You're joking, right? 

The guy's gotta be in his 70's and he still looked like he did in the 70's. Of course back in the 70's he kind of looked like he was in his 70's. 

I've been enjoying what I have seen of the show so far (the Police one was a hoot, and a bit of the Norah/Kris one, which was just ok IMO).

Pete


----------



## Pneumonic (Feb 14, 2008)

Sneaky said:


> You're joking, right?
> 
> The guy's gotta be in his 70's and he still looked like he did in the 70's. Of course back in the 70's he kind of looked like he was in his 70's.
> Pete


Hey, Pete.

I'm talking about his aging voice though, yeah, he looks very old too.


----------



## shoretyus (Jan 6, 2007)

GuitarsCanada said:


> I never knew until very recently that he was married to Diana Krall


Speaking of Diana did you hear her on Q? .. I am in love...and apparently she is totally in love with Elvis. The love triangle continues:smilie_flagge17:


----------



## RIFF WRATH (Jan 22, 2007)

finally something on tv that's interesting.........good show, but somehow there is no real format, if that makes sense........and having four musicians at one time was odd ........not as much insight??........looking forward to "sweet baby james".......


----------



## Rumble_b (Feb 14, 2006)

James was great!! I never really listened to him much in years but grew up listening to him. My parents were big fans and now I see why. Anyone know what guitar he was playing? It sounded amazing!

*edit* Looks like it was an Olson. http://www.olsonguitars.com/taylor.html


----------



## Milkman (Feb 2, 2006)

James Taylor is one of my favourite writers. I also love his guitar style. Very smooth.


Sweet Baby James was.......




sweet


----------



## fraser (Feb 24, 2007)

Pneumonic said:


> Hey, Pete.
> 
> I'm talking about his aging voice though, yeah, he looks very old too.


his voice hasnt changed since the 70s either lol. but thats him- hes great in his own way



> Speaking of Diana did you hear her on Q? .. I am in love...and apparently she is totally in love with Elvis.
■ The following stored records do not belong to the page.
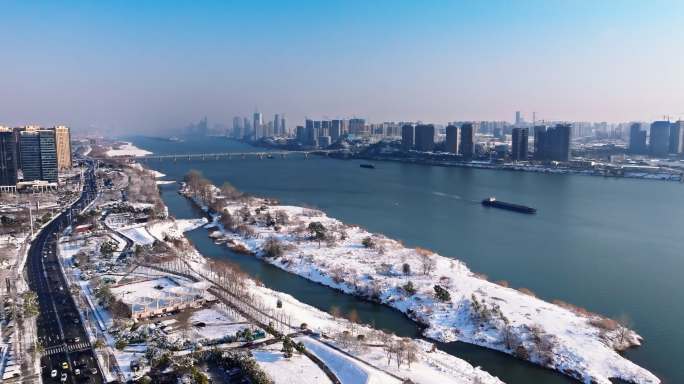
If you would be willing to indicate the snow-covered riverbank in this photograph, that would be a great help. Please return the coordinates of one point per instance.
(363, 353)
(127, 149)
(438, 292)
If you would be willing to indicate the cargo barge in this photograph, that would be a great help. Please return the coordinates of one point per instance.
(493, 202)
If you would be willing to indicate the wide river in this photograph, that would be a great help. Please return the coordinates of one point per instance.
(613, 246)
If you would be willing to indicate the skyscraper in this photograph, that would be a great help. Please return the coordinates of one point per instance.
(335, 130)
(425, 137)
(246, 128)
(660, 138)
(520, 138)
(325, 128)
(518, 118)
(283, 126)
(8, 157)
(407, 137)
(539, 142)
(357, 127)
(258, 125)
(552, 144)
(29, 152)
(276, 125)
(38, 154)
(300, 134)
(63, 146)
(467, 144)
(237, 127)
(637, 139)
(48, 155)
(451, 143)
(677, 137)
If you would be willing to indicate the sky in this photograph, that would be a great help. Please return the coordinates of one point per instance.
(120, 67)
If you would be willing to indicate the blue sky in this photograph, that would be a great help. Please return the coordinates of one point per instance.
(144, 65)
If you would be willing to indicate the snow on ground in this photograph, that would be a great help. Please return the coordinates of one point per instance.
(138, 234)
(478, 311)
(218, 324)
(173, 228)
(289, 371)
(127, 149)
(432, 367)
(161, 292)
(348, 370)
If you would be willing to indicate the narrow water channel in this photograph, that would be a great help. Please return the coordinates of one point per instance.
(507, 368)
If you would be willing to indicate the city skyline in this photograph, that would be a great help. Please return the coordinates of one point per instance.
(115, 68)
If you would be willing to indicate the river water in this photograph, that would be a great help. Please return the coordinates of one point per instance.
(613, 246)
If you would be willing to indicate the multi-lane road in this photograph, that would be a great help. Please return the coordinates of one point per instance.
(68, 355)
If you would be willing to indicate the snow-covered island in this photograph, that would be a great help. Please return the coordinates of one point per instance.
(440, 293)
(126, 149)
(162, 309)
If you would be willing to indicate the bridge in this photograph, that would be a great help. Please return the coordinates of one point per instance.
(225, 155)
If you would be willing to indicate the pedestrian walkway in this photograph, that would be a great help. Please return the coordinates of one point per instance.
(77, 347)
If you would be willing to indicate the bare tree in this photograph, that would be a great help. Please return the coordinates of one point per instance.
(427, 262)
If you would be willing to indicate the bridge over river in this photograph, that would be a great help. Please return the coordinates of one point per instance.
(227, 155)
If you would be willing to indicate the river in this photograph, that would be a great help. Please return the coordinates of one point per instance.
(613, 246)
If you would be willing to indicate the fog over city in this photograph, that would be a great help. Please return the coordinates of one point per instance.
(116, 69)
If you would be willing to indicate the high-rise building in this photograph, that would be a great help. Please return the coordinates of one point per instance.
(8, 157)
(38, 153)
(451, 142)
(48, 155)
(300, 134)
(237, 127)
(335, 130)
(246, 128)
(637, 139)
(325, 128)
(425, 137)
(677, 137)
(357, 127)
(660, 138)
(258, 125)
(518, 118)
(467, 144)
(552, 144)
(519, 145)
(539, 142)
(29, 152)
(407, 137)
(310, 133)
(276, 125)
(63, 146)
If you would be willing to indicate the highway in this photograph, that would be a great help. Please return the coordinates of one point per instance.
(68, 355)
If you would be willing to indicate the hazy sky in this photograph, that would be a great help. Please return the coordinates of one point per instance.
(134, 66)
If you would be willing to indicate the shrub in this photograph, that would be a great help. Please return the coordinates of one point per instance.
(441, 294)
(273, 247)
(406, 269)
(410, 289)
(368, 242)
(121, 344)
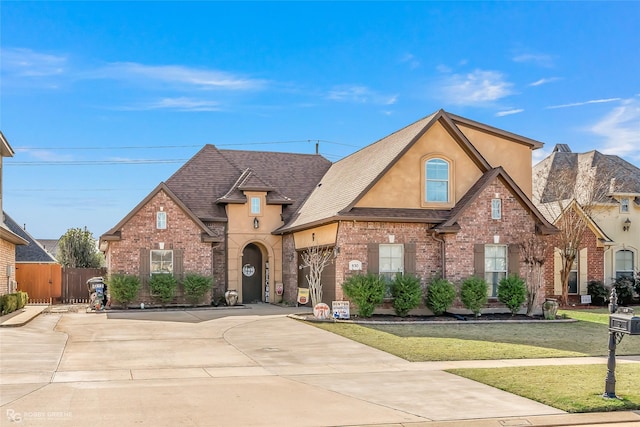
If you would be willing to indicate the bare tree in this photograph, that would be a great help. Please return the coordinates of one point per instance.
(569, 196)
(316, 258)
(533, 251)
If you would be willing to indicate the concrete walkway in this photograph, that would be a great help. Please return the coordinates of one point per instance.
(237, 367)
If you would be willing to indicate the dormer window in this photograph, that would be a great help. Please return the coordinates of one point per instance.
(161, 220)
(437, 181)
(624, 205)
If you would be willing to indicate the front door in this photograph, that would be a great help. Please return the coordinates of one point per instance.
(251, 274)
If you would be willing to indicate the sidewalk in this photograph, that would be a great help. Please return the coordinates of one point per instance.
(23, 316)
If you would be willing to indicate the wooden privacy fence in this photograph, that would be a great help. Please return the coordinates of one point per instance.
(74, 283)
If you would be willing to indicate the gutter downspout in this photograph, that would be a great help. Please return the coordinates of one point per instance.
(442, 253)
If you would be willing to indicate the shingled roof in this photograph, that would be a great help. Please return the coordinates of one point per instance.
(33, 250)
(214, 177)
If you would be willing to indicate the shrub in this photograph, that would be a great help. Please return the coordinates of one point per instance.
(512, 292)
(163, 287)
(124, 288)
(406, 292)
(599, 293)
(440, 296)
(624, 289)
(473, 294)
(195, 287)
(366, 291)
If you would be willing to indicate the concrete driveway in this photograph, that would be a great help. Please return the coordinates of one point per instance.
(222, 367)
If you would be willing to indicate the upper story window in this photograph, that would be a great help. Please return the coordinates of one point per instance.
(496, 209)
(624, 205)
(161, 220)
(437, 181)
(255, 205)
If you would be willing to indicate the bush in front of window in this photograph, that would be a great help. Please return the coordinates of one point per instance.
(195, 287)
(406, 292)
(124, 288)
(440, 296)
(512, 292)
(474, 294)
(163, 287)
(599, 293)
(366, 292)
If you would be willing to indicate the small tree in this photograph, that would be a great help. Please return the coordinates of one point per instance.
(440, 295)
(316, 258)
(406, 292)
(366, 291)
(163, 287)
(512, 292)
(474, 294)
(124, 288)
(195, 287)
(77, 249)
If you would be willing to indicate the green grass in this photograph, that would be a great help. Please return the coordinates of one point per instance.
(423, 342)
(569, 388)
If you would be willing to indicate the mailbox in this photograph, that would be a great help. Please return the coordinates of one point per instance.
(624, 321)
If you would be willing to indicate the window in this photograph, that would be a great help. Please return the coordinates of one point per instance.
(495, 266)
(255, 205)
(496, 209)
(624, 205)
(161, 220)
(391, 260)
(573, 277)
(437, 181)
(624, 264)
(161, 262)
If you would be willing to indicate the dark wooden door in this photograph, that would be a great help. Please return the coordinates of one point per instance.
(251, 274)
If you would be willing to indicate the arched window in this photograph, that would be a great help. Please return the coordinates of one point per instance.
(437, 181)
(624, 264)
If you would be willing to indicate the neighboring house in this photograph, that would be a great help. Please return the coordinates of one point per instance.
(611, 244)
(38, 273)
(8, 239)
(442, 197)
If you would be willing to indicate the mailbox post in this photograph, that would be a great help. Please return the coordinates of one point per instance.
(621, 322)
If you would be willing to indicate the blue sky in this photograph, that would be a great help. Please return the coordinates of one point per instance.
(104, 100)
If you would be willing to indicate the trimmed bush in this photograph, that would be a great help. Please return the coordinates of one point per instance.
(163, 287)
(473, 294)
(124, 288)
(406, 292)
(366, 291)
(440, 295)
(512, 292)
(195, 287)
(599, 293)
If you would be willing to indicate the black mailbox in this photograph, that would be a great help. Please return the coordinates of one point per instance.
(624, 321)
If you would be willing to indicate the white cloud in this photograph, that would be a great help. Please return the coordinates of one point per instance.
(176, 74)
(509, 112)
(578, 104)
(480, 86)
(544, 81)
(620, 129)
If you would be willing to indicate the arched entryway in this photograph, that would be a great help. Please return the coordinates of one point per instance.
(251, 274)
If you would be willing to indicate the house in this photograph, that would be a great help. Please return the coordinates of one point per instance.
(443, 197)
(37, 272)
(610, 247)
(8, 239)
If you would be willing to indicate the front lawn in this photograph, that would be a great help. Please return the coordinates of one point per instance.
(569, 388)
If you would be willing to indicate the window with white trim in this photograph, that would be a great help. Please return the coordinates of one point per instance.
(624, 264)
(496, 209)
(437, 181)
(391, 260)
(255, 205)
(161, 261)
(495, 266)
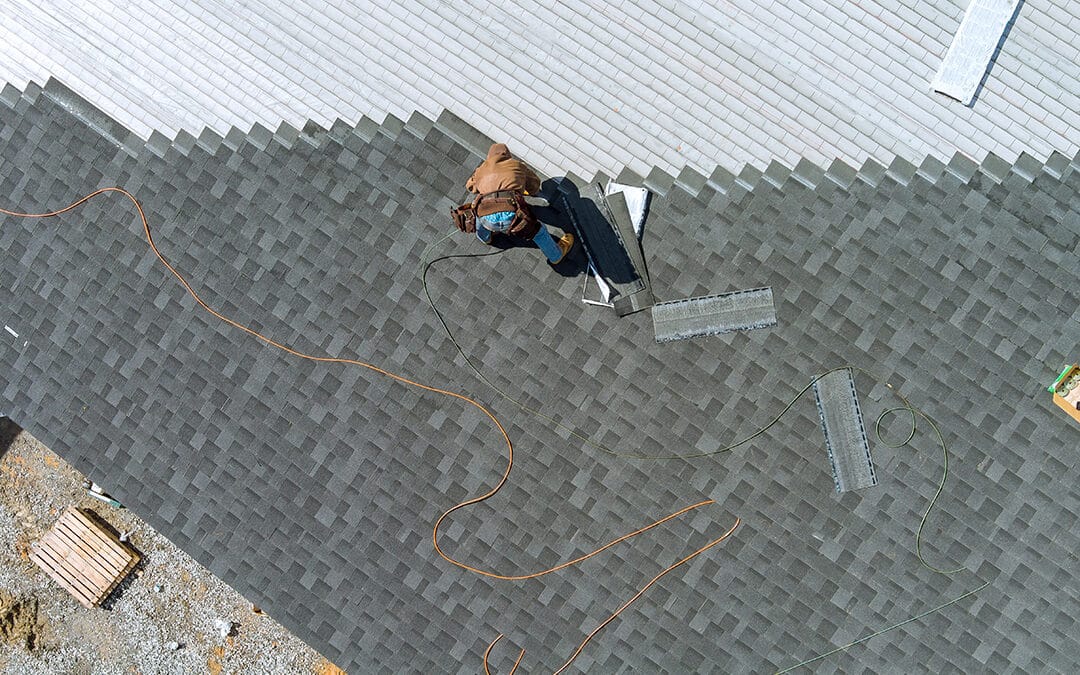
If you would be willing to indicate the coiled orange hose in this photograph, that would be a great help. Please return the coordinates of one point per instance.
(404, 380)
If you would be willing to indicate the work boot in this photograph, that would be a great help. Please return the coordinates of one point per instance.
(565, 243)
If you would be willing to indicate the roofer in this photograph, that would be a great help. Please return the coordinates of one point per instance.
(501, 183)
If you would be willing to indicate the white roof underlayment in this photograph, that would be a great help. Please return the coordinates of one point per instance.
(572, 86)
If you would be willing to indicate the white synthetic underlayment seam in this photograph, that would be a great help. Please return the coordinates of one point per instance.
(574, 88)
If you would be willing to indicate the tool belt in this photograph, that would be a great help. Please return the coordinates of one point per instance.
(524, 225)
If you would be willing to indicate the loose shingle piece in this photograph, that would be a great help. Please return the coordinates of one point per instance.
(740, 310)
(841, 421)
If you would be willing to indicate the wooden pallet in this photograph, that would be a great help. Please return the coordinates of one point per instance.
(83, 556)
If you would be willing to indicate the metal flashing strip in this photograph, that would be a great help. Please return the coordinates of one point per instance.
(841, 421)
(973, 45)
(615, 255)
(739, 310)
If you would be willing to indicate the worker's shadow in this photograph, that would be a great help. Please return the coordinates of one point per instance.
(571, 212)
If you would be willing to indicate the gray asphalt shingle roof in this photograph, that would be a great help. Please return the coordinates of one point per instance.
(312, 488)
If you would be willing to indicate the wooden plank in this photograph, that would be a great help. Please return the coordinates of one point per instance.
(92, 562)
(75, 564)
(97, 536)
(86, 542)
(107, 538)
(59, 574)
(90, 547)
(84, 557)
(116, 548)
(75, 591)
(46, 565)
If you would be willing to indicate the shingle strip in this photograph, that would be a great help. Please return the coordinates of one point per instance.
(841, 421)
(739, 310)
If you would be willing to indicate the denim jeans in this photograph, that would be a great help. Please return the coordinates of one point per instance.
(500, 223)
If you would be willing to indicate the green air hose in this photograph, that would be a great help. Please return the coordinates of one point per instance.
(915, 413)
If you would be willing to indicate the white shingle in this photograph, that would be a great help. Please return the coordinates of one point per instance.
(780, 76)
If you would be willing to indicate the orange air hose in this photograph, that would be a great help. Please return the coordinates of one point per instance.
(618, 611)
(404, 380)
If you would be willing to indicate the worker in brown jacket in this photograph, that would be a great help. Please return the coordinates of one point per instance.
(501, 184)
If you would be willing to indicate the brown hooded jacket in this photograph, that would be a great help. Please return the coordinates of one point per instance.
(501, 171)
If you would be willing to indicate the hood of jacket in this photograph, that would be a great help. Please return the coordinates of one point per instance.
(498, 151)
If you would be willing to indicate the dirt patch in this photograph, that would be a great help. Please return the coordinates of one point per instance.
(19, 624)
(164, 618)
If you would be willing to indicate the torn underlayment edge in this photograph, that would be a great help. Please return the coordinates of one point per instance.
(713, 314)
(841, 423)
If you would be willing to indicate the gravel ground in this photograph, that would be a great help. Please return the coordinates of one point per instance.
(169, 601)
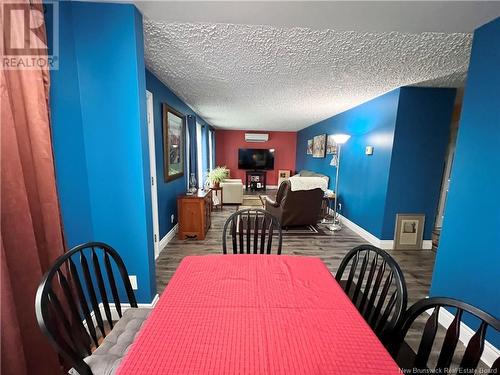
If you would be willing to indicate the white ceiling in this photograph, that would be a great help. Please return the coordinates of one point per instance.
(287, 65)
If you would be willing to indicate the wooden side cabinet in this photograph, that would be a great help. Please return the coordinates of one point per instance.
(194, 214)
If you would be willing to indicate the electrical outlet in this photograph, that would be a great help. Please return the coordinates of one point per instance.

The love triangle continues


pat- better make that a love rectangle, or a square. watch it buddy.:smile:


----------



## Milkman (Feb 2, 2006)

fraser said:


> his voice hasnt changed since the 70s either lol. but thats him- hes great in his own way
> 
> 
> 
> pat- better make that a love rectangle, or a square. watch it buddy.:smile:


Really. You think Elvis is that hot?



Kidding. I love Elvis. Personally when people say "Elvis" he's the one I think of.

I can think of several songs he's written that are absolutely beautiful.


Krall is nice too.


----------



## Kenmac (Jan 24, 2007)

Just a bump up to let you know that next week is going to be the season finale of Spectacle and the guest is Smokey Robinson. I've been enjoying this series and I hear there will be a season two.


----------